81. イリーナのこだわり
81. イリーナのこだわり
今現在、ハインツとオットーがメインで、レオン号の改造を行っているが、
着任したばかりのソニアの先輩であるイリーナも、艦を改造しようとしていた。
彼女曰く、この艦の改造ポイントとして、
攻撃システムとコンソール、メンテナンスしやすいエンジンルーム等は当たり前と言うが、
その点に加えて、彼女のポリシーとして、艦を動かすのは人であり、
長期間滞在するところだから、居住性にも、重点を置いていた。
彼女が改造をしようとしている所として、ラウンジ、スパ、ジム、植物園を追加設置しようとしていた。
ジュン達は早速、イリーナからプレゼンを受ける。
ラウンジは、今現在、小さなカウンターとテーブル、いす、フードジェネレータ、
そして小さな宇宙空間が見える窓の部分といった構成だったが、
今のラウンジの区画を拡張区画に設置し、キッチンと大きなカウンター、テーブルと椅子を増やし、ソファーも設置、
そして、窓を大きくして、グランドピアノと観葉植物を置く、と言った様に改造しようとしていた。

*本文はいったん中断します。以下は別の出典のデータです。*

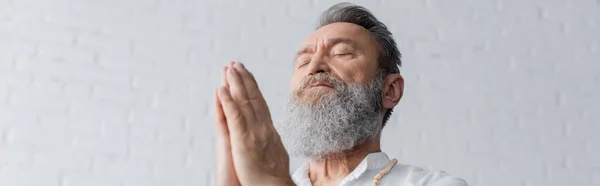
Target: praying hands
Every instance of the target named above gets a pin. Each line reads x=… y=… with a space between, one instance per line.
x=249 y=149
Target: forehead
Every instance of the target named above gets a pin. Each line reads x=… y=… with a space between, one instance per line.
x=339 y=30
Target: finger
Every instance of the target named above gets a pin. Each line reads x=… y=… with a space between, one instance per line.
x=220 y=120
x=254 y=95
x=240 y=95
x=226 y=175
x=233 y=113
x=224 y=77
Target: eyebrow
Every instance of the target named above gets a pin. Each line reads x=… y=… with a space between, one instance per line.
x=331 y=42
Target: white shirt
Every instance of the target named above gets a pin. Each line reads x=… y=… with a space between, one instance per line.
x=400 y=175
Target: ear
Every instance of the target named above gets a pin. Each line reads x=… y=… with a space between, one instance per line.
x=393 y=89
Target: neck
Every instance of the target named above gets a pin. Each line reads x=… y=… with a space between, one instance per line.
x=332 y=169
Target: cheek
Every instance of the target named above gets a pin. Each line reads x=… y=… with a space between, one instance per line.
x=295 y=81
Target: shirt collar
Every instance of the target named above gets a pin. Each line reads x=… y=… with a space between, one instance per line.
x=375 y=160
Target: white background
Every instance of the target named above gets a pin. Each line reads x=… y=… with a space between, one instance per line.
x=120 y=92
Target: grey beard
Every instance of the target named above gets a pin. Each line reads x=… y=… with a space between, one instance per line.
x=336 y=122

彼女は、スパとして、シャワールームのほかに、宇宙空間が見渡せる風呂、サウナ等を備えた施設を説明する。
そして、スパの隣に、ジムを設置。
彼女曰く、狭い宇宙空間だから体力づくりが重要よ。
汗をかいたら、スパをすぐ使えることがポイントね、とのこと。
そして、彼女の一番の推しは植物園で、
宇宙を長期間旅するからこそ、植物園での癒しが重要とのことらしい。
スペースは、ローマのコロッセオの1/10位の大きさほどで、
亜熱帯地域の植生と川、海岸を模したものをすでに考え、
3Dプレゼンで熱く語っている。
ジュンは、これらを改造する予算はどうするのか、イリーナに聞くと、
「予算は任せなさい。大丈夫だから。」
とのこと。
ジュンはソニアの方を見ると、
「先輩はそういう人ですから。」
とジュンに言うと、イリーナに向かって、
「先輩、予算は…」
と言いかけると、
「改造事務所のモデルユニットとして、資金を出してもらうつもりよ。
つまりモデルルームね。実際に居住空間をデザイン、作り、その空間の課題を洗い出し、
改良する。だから、費用はかからないのよ。」
ジュンは、
「モデルルームだったら、ここの惑星の改造事務所で作らないんですか?」
と質問してみる。
イリーナは、
「重要なのは実務で使ってみて改良した結果を改良するということ。
改造事務所では、艦の運行実務を行うことは無いので、
こういったことは必要なのよ。
とのこと。
翌日、イリーナは、改造事務所の経営会で説明をし、資金を出すことについて、
了承を取ってきたとのこと。
食事の際、ソニアが近くにいたので、よく経営会が承認した、
と話をすると、
この改造事務所の利益の20%は、イリーナの所属するライフデザインプランナー出していて、
そこの元部長のイリーナのつながりで、経営会が承諾したのではないか、とのこと。
ジュンは、その後、イリーナから1週間で改造をやり切るとの話があり、承諾した。
翌日から、複数の作業用アンドロイドが入り、イリーナの提案した船の改造が始まった。